Paleolibetarismo mileísta: entre la retórica antiestatista y la realidad del neoliberalismo recargado
Si bien Milei repitió ad nauseam muchas de las ideas precitadas, durante este año y medio fue criticado por Hoppe en dos ocasiones como un “payaso” que no solo no disolvió el banco central ni estableció dinero metálico ni redujo impuestos de manera significativa, sino que además apoya al imperialismo y sus aventuras belicistas que necesariamente derivan en más estatismo. En ese sentido, a pesar de que se presenta como el topo que viene a destruir al Estado desde adentro, Milei toma apenas algunos aspectos del paleolibertarismo y, en particular, la estrategia populista de derechas ideada por Rothbard en los ‘90, según la cual se debe apelar a las masas denunciando que son explotadas por las élites políticas, intelectuales y mediáticas (la tan mentada “casta”). En ese marco, si bien Milei no ceja en la “batalla cultural” de las derechas radicales, sus medidas no difieren sustancialmente de experiencias neoliberales previas con las cuales además se identifica, como el thatcherismo -con su fuerte impronta combativa y represiva- y el menemismo -del cual se repite como farsa- por no hablar de la política económica de Martínez de Hoz, que inició la espiral de plata dulce, bicicleta financiera, endeudamiento y fuga de capitales que este gobierno -dirigido por el equipo económico responsable de la debacle macrista- ha vuelto a poner de moda. Para garantizar la desregulación de la economía, la reducción del gasto público y el disciplinamiento de las clases trabajadoras, se ha valido de la represión brutal de la protesta social, del ataque violento a toda práctica o discurso opositor y de una concentración de poder en el ejecutivo que, al menos hasta hace poco, le permitía gobernar sin sobresaltos. En ese sentido, más que a un orden anarcocapitalista estamos asistiendo a un “neoliberalismo recargado” que conjuga nuevas formas de producción de subjetividad con lógicas extractivas y desposesivas, que ha ido horadando a la democracia liberal y social y al propio Estado de Derecho, declarando la guerra a discapacitados, jubilados, mujeres, pobres, disidencias sexuales, feministas, zurdos, planeros, ñoquis, kukas, etc.

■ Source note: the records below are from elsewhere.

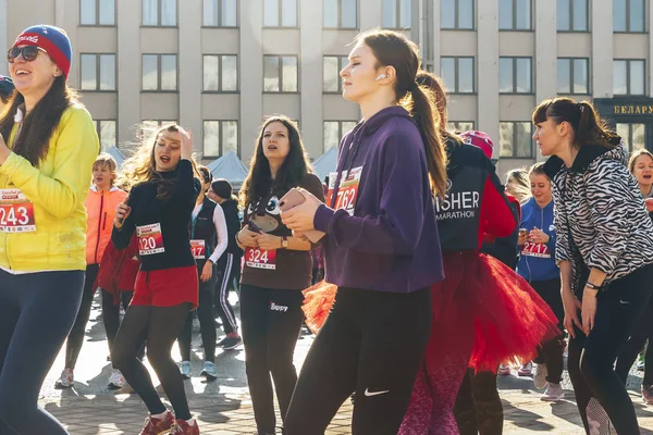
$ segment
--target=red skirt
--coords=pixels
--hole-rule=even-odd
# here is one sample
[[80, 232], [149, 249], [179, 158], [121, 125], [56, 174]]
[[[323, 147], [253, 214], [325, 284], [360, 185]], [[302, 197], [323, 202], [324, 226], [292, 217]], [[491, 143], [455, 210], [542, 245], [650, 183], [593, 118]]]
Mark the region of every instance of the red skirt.
[[[468, 348], [473, 339], [469, 365], [477, 372], [495, 372], [505, 361], [532, 360], [540, 344], [560, 334], [546, 302], [501, 261], [466, 251], [445, 253], [443, 264], [444, 281], [431, 286], [433, 330], [427, 359]], [[326, 320], [336, 290], [324, 282], [304, 290], [303, 309], [311, 331]]]

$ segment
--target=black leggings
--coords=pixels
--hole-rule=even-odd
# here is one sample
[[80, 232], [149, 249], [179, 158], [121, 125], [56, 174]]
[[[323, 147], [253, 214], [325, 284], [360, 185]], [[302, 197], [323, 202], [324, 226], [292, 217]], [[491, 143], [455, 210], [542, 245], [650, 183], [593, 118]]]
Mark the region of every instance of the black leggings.
[[399, 430], [431, 327], [431, 290], [340, 288], [304, 362], [285, 419], [287, 435], [322, 435], [356, 391], [352, 433]]
[[258, 432], [274, 433], [274, 380], [282, 420], [286, 414], [297, 371], [295, 345], [304, 321], [300, 290], [279, 290], [241, 285], [241, 319], [245, 369]]
[[617, 372], [617, 376], [619, 376], [624, 385], [626, 385], [630, 368], [632, 366], [634, 360], [637, 360], [639, 352], [641, 352], [644, 348], [646, 339], [649, 339], [649, 346], [646, 347], [646, 355], [644, 358], [644, 378], [642, 380], [642, 385], [648, 387], [653, 385], [653, 343], [651, 343], [651, 339], [653, 339], [652, 304], [653, 298], [650, 299], [649, 307], [640, 316], [637, 327], [632, 332], [628, 343], [626, 343], [624, 350], [621, 350], [621, 353], [619, 353], [619, 358], [617, 358], [615, 371]]
[[551, 310], [558, 320], [557, 327], [563, 332], [562, 335], [544, 343], [538, 351], [538, 358], [534, 362], [546, 364], [546, 382], [559, 384], [563, 380], [565, 351], [565, 308], [563, 307], [563, 297], [560, 296], [560, 279], [532, 281], [530, 285], [544, 299], [544, 302], [551, 307]]
[[159, 398], [147, 369], [137, 358], [146, 340], [147, 359], [161, 381], [161, 386], [174, 408], [175, 418], [190, 419], [184, 380], [170, 355], [189, 309], [188, 302], [174, 307], [132, 304], [118, 331], [111, 359], [151, 414], [164, 412], [165, 406]]
[[[204, 269], [204, 264], [201, 264]], [[201, 271], [198, 265], [198, 273]], [[201, 273], [200, 273], [201, 275]], [[205, 347], [205, 361], [215, 362], [215, 319], [213, 316], [213, 290], [215, 288], [215, 271], [211, 279], [202, 282], [199, 279], [199, 306], [197, 307], [197, 319], [199, 320], [199, 331], [201, 341]], [[180, 334], [180, 352], [183, 361], [190, 361], [190, 341], [193, 339], [193, 312], [188, 312], [186, 323]]]
[[98, 277], [99, 264], [88, 264], [86, 266], [86, 277], [84, 279], [84, 293], [82, 294], [82, 304], [77, 311], [75, 324], [69, 334], [65, 343], [65, 368], [75, 369], [79, 351], [84, 344], [84, 335], [86, 334], [86, 324], [90, 318], [90, 306], [93, 303], [93, 285]]
[[496, 389], [496, 373], [473, 369], [460, 384], [454, 415], [460, 435], [501, 435], [503, 433], [503, 405]]
[[574, 327], [576, 338], [569, 341], [567, 365], [587, 433], [590, 433], [589, 420], [594, 424], [608, 424], [601, 421], [604, 412], [617, 433], [640, 433], [632, 401], [614, 371], [614, 363], [645, 310], [652, 290], [653, 264], [649, 264], [612, 282], [601, 291], [589, 336]]
[[241, 269], [241, 257], [224, 252], [218, 262], [218, 279], [215, 286], [215, 308], [225, 334], [238, 331], [234, 309], [229, 302], [229, 288], [236, 272]]

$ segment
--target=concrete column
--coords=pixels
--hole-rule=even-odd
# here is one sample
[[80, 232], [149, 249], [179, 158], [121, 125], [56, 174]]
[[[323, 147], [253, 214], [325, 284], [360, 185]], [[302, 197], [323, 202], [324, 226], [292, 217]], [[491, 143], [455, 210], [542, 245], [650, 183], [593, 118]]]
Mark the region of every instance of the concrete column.
[[594, 98], [613, 97], [613, 0], [592, 3], [592, 94]]
[[322, 108], [322, 8], [299, 7], [299, 89], [301, 136], [309, 156], [322, 156], [324, 115]]
[[[202, 57], [201, 57], [201, 28], [202, 17], [201, 0], [184, 0], [180, 13], [180, 123], [194, 132], [194, 148], [196, 152], [202, 151], [204, 124], [201, 113], [201, 86], [202, 86]], [[188, 67], [198, 65], [198, 67]], [[182, 67], [184, 66], [184, 67]]]
[[241, 159], [248, 162], [263, 116], [263, 1], [241, 1], [239, 5]]
[[478, 1], [477, 8], [478, 129], [498, 142], [498, 0]]
[[118, 141], [134, 142], [140, 124], [140, 2], [118, 5]]

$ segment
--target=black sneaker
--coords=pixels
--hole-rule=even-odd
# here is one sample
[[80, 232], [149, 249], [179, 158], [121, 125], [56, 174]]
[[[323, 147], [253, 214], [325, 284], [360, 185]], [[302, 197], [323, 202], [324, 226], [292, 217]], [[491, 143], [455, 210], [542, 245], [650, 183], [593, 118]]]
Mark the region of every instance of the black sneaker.
[[224, 350], [235, 349], [236, 347], [243, 344], [243, 338], [241, 337], [226, 337], [223, 340], [222, 348]]

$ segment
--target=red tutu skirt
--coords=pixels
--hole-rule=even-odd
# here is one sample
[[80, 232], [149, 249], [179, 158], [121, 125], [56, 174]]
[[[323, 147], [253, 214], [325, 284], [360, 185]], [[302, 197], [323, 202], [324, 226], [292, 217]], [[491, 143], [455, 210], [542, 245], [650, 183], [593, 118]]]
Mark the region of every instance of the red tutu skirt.
[[[444, 281], [431, 286], [427, 360], [465, 351], [473, 340], [469, 365], [495, 372], [502, 362], [532, 360], [542, 343], [560, 334], [546, 302], [501, 261], [466, 251], [445, 253], [443, 264]], [[326, 320], [336, 291], [324, 282], [304, 290], [306, 324], [312, 332]]]

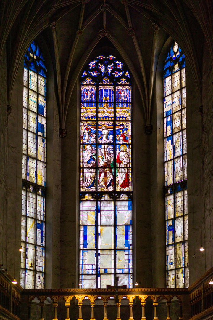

A diferencia de lo que proclamaba cuando era un predicador en el desierto de las ideas anarcocapitalistas, el Milei presidente sigue la lógica neoliberal que, que para proteger la propiedad privada y al mercado, garantizando la mercantilización y privatización de nuevos sectores, necesita fortalecer las capacidades represivas del Estado, olvidando sus diatribas sobre la importancia del capital humano, lo que incluye salud y educación. En ese sentido, mientras se invierte en armamento y dispositivos represivos, se destruyen de manera acelerada las funciones económicas y sociales del Estado. Milei demuestra así que un capitalismo sin democracia -con el cual sueñan paleolibertarios y neorreaccionarios- es un proyecto sumamente viable y rentable, tal como lo demuestran varios países asiáticos. Imaginar un capitalismo sin Estado es un tanto más difícil.